Police remove Evangelical Church leaders from house

Two ministers of the Anglican Evangelical Church in Omdurman were removed from their house under the pretext of an investor owning the land property rights.

Two ministers of the Anglican Evangelical Church in Omdurman were removed from their house under the pretext of an investor owning the land property rights.

Last Tuesday police of Central Omdurman ordered Reverend Yahya Abdelrahman, the head of the Anglican Evangelical Church and his deputy, Reverend Siddig Abdallah to evacuate their house.

Abdelrahman told Radio Dabanga that a force of court police, accompanied by an investor, forced him and his deputy Reverend Siddig Abdallah to evacuate the house of the Evangelical Church at El Mulazimin in Omdurman. The decision apparently was issued by the Omdurman Central Court, according to the church leader.

“The court judge insisted on the implementation of the decision, despite the fact that the house number was not identical to the house referred to in the decision.

“Church members held guard in front of the house to keep it from being demolished.” – Reverend Yahya Abdelrahman

“My family and Abdallah’s family have been living without a roof over our heads for three days,” Abdelrahman said in yesterday’s interview.

He condemned the move and said it was unacceptable and a violation of the rights of the Christians in Sudan. “I filed an appeal against the eviction order at the Supreme Court.”

Dozens of Evangelical community members held a sit-in in front of the house to denounce the decision, for almost three days. “They have been guarding the house day and night out of fear for it being demolished.”

Abdelrahman also pointed to the solidarity of local and foreign organisations against the decision.

Anglican province

The Archbishop of Canterbury declared Sudan a new province of the Anglican Church on 30 July. Abubakar Osman, the Sudanese Minister of Guidance and Endowments, said the inauguration of the Anglican Church “coincides with a special moment in the history of our Sudanese nation. The National Dialogue has led to the formation of a government that considers political and religious freedoms as its fundamental principles”.
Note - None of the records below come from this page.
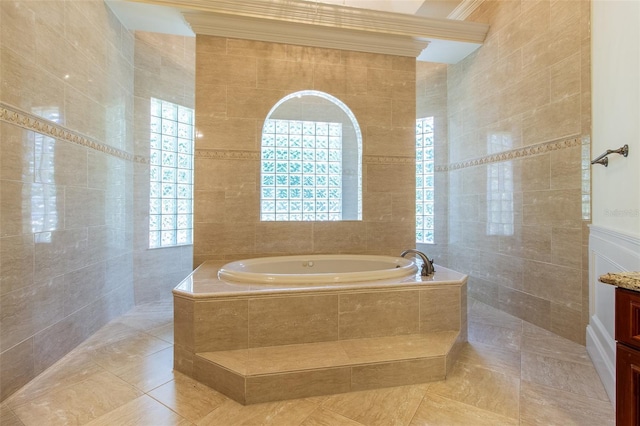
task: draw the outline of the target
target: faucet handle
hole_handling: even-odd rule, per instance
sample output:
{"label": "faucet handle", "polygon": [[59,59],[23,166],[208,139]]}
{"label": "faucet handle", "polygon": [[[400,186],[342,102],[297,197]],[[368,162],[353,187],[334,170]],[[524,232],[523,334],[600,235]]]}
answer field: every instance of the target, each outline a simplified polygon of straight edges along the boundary
{"label": "faucet handle", "polygon": [[429,259],[428,257],[426,257],[426,259],[426,261],[422,261],[422,270],[420,271],[423,276],[431,275],[436,271],[433,267],[433,259]]}

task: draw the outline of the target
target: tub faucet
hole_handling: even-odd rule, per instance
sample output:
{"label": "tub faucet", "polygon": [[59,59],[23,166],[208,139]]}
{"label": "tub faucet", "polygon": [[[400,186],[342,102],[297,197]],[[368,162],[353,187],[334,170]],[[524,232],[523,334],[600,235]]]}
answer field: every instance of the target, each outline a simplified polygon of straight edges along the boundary
{"label": "tub faucet", "polygon": [[429,260],[426,254],[416,249],[405,250],[400,254],[400,257],[405,257],[405,255],[410,253],[413,253],[422,258],[422,269],[420,271],[420,275],[422,275],[423,277],[428,277],[436,271],[433,268],[433,260]]}

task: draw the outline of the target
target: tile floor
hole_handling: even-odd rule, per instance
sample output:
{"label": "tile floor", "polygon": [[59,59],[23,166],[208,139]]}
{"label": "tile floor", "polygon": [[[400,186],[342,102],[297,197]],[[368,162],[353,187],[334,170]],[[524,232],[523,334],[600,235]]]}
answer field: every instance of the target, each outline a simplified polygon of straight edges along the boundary
{"label": "tile floor", "polygon": [[0,406],[13,425],[614,425],[583,346],[470,300],[446,381],[242,406],[172,371],[172,304],[136,307]]}

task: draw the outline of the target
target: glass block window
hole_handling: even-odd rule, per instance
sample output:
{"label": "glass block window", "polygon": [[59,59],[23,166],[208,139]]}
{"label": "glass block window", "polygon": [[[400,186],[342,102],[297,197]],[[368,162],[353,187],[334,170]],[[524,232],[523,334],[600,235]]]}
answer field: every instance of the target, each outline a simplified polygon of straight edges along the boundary
{"label": "glass block window", "polygon": [[193,242],[193,109],[151,98],[149,248]]}
{"label": "glass block window", "polygon": [[260,217],[342,219],[342,124],[267,119],[262,130]]}
{"label": "glass block window", "polygon": [[582,137],[582,220],[591,220],[591,139]]}
{"label": "glass block window", "polygon": [[[33,107],[31,112],[55,123],[60,122],[58,107]],[[33,185],[28,198],[31,200],[31,232],[36,234],[36,242],[51,243],[51,232],[59,227],[55,154],[56,140],[42,133],[29,132],[34,138],[34,161],[32,166],[36,181],[47,185]]]}
{"label": "glass block window", "polygon": [[433,117],[416,120],[416,242],[434,243]]}
{"label": "glass block window", "polygon": [[[487,138],[490,154],[513,146],[508,132],[491,133]],[[513,235],[514,232],[513,165],[511,161],[487,166],[487,235]]]}

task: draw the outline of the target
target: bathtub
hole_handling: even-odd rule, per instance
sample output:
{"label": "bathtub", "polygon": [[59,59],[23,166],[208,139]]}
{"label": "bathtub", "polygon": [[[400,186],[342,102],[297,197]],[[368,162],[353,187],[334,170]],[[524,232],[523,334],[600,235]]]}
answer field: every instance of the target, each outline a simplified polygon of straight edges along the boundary
{"label": "bathtub", "polygon": [[402,257],[300,255],[230,262],[220,268],[218,278],[251,284],[324,284],[402,278],[417,271],[413,261]]}
{"label": "bathtub", "polygon": [[207,261],[173,290],[174,369],[241,404],[443,380],[466,282],[393,256]]}

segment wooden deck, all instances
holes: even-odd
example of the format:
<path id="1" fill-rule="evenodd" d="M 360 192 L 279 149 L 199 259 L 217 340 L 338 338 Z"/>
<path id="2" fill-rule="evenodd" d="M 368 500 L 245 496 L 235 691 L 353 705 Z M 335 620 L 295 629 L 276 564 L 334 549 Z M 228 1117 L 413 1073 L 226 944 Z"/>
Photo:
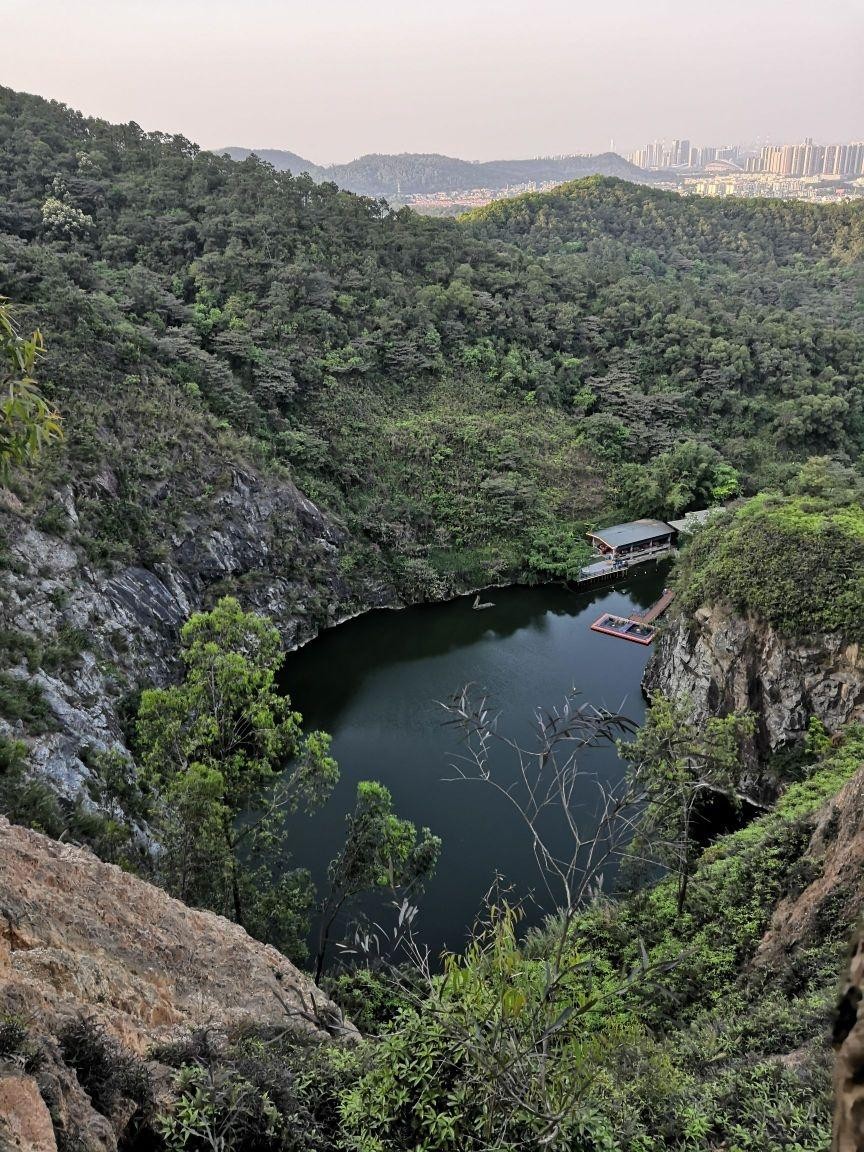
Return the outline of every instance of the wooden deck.
<path id="1" fill-rule="evenodd" d="M 649 552 L 640 552 L 635 556 L 628 557 L 620 567 L 616 567 L 608 560 L 596 560 L 593 564 L 587 564 L 576 580 L 568 580 L 567 585 L 575 592 L 582 592 L 598 584 L 611 584 L 613 581 L 623 580 L 630 576 L 633 569 L 640 567 L 640 565 L 651 564 L 652 562 L 659 563 L 661 560 L 673 556 L 674 553 L 674 548 L 651 549 Z"/>
<path id="2" fill-rule="evenodd" d="M 663 595 L 659 600 L 655 600 L 650 608 L 647 608 L 644 612 L 634 612 L 628 619 L 638 621 L 640 624 L 653 624 L 658 616 L 663 615 L 674 599 L 674 590 L 672 588 L 664 588 Z"/>
<path id="3" fill-rule="evenodd" d="M 592 632 L 602 632 L 604 636 L 615 636 L 619 640 L 629 640 L 633 644 L 650 644 L 654 639 L 654 629 L 648 624 L 638 624 L 627 616 L 616 616 L 604 612 L 591 625 Z"/>
<path id="4" fill-rule="evenodd" d="M 664 588 L 660 599 L 655 600 L 644 612 L 633 612 L 629 616 L 616 616 L 613 612 L 604 612 L 591 625 L 591 631 L 602 632 L 604 636 L 615 636 L 619 640 L 630 640 L 633 644 L 650 644 L 657 631 L 651 625 L 663 615 L 674 599 L 675 593 L 672 589 Z"/>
Yet last week, the Sudanese Ministry of Education reportedly issued an order to church schools in the country to observe the weekend on Friday and Saturday, and operate schools on Sunday. The churches complain that Sunday has been the free day for church schools since their founding in the country.

Church land rights

On 3 April, the courtyard of the Evangelical Church and School in Omdurman witnessed the killing of a church elder against the backdrop of a conflict between the Sudanese Ministry of Guidance, an investor and the church over land. When the investor tried to seize the school by force, Christian youth staged a sit-in in the church building for two weeks. During a police raid on 3 April 13 of the protesters were detained on charges of trespassing. Members of the committee that signed the contract to the site and police returned to the site. A quarrel led to the killing of Yunan Abdallah and seriously wounded another church elder.
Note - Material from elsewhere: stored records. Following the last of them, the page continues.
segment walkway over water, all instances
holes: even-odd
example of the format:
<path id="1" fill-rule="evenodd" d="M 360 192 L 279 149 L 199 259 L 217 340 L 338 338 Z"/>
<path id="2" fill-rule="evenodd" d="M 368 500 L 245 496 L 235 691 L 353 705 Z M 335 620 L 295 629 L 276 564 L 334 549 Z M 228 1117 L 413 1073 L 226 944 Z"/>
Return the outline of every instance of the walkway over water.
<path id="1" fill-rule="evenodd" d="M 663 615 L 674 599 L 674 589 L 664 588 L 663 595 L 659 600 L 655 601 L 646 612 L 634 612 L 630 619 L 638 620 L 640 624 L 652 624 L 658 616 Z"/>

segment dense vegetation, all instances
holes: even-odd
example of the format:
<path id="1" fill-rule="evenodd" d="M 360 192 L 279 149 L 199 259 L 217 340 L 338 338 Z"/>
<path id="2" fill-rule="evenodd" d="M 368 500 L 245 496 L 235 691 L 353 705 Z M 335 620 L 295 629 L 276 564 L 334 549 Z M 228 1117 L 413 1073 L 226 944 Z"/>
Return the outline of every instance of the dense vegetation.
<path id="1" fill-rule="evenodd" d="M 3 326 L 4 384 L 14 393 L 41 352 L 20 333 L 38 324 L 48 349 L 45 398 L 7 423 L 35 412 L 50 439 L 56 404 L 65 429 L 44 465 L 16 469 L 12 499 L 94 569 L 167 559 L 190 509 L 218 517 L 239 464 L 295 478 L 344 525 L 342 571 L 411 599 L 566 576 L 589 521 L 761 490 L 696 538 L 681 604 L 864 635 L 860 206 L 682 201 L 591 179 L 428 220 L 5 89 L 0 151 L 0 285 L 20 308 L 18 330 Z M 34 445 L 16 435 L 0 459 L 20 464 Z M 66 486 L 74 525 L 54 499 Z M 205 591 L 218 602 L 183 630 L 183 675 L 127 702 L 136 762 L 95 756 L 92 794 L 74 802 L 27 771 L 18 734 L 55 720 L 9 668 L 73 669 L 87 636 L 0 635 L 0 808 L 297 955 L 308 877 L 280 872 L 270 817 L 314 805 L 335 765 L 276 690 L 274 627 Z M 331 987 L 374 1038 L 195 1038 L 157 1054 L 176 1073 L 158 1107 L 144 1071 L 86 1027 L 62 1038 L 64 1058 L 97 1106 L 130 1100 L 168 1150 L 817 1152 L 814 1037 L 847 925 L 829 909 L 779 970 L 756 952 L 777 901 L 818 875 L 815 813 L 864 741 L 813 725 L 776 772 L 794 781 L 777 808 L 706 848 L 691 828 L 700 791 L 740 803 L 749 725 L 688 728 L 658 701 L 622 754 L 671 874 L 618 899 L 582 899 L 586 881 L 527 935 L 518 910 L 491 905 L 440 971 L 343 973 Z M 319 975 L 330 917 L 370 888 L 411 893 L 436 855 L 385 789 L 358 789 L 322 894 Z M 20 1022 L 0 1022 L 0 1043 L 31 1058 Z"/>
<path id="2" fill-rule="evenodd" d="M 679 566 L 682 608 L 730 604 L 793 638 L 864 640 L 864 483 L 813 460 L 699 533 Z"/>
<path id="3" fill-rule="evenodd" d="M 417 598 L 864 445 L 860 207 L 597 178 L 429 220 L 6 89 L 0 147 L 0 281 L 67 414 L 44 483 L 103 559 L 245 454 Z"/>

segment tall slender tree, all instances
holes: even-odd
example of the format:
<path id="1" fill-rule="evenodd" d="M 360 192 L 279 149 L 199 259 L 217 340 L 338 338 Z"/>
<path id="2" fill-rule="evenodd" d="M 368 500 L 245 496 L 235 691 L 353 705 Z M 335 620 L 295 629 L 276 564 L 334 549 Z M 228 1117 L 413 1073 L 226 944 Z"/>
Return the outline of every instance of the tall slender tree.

A Sudan Democracy First Group (SDFG) report about discrimination against Sudanese Christians refers to a similar incident that occurred in July last year, when security forces stormed the Evangelical School in Khartoum-North with five heavily armed vehicles. They detained 19 Evangelical priests, elders, and students, who were holding a peaceful sit-in to protest the selling of the church land to an investor.